Некоторое время рукодельничают в молчании, размышляя об осадах, сражениях и поражениях. О мужском мире, из которого доносится до них лишь отзвук происходящих там событий. И их последствия. Маленькая толстая собачка, потершись о ноги Лолиты Пальмы, скрывается в коридоре, как раз когда стоящие там часы отбивают пять ударов. В наступившей тишине слышен лишь стук коклюшек в руках доньи Кончи.
— Да… печальные дни… — произносит наконец Хулия Альгеро и, повернувшись к вдове генерала Альбы, спрашивает: — Что слышно о ваших сыновьях?
Ответ сопровождается улыбкой, исполненной твердости и смирения:
— Старшие двое — хорошо, слава богу. Один — в армии Бальестероса, второй — здесь неподалеку, в Пунталесе.
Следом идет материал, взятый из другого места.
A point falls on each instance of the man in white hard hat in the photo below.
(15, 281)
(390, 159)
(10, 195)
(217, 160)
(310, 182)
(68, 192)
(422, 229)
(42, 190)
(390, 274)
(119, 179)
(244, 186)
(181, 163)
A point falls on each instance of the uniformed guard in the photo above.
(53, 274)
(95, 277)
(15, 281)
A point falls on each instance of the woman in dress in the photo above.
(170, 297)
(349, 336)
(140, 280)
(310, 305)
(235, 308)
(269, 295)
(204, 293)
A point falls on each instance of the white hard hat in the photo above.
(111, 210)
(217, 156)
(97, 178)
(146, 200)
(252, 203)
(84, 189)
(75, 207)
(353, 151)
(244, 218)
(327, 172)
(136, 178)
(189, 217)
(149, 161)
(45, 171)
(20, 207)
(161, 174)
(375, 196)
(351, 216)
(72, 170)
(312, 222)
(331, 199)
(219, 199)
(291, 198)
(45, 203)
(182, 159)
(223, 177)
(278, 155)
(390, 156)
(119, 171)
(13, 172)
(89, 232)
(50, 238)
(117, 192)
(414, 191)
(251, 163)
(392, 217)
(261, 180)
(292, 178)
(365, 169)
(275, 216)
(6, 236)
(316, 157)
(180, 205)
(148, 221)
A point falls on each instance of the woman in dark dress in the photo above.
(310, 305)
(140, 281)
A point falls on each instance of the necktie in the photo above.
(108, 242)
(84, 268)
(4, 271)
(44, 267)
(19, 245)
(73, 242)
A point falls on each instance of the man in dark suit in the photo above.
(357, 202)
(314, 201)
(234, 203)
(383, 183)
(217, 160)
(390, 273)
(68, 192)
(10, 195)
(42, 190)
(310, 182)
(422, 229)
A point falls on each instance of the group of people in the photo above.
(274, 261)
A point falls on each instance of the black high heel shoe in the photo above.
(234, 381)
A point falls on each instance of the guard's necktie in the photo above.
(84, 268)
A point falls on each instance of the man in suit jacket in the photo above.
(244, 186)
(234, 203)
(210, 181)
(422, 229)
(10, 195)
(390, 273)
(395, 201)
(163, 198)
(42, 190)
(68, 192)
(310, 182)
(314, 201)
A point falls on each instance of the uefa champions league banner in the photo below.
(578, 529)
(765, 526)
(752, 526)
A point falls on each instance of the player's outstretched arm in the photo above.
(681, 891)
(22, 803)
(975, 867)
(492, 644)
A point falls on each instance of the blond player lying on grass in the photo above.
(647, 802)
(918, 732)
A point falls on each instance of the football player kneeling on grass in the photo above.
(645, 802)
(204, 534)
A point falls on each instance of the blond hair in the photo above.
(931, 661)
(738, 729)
Повисает молчание. Сочувственное и проникновенное. Хулия, немного наклонясь — под просторной туникой приметой доброй надежды обрисовывается уже заметный живот, — обращается, как мать к матери:
— А младшенький? О нем что известно?
Генеральша, не поднимая глаз от рукоделия, качает головой. Ее третий сын попал в плен при Осанье и находится во Франции. Вестей не шлет.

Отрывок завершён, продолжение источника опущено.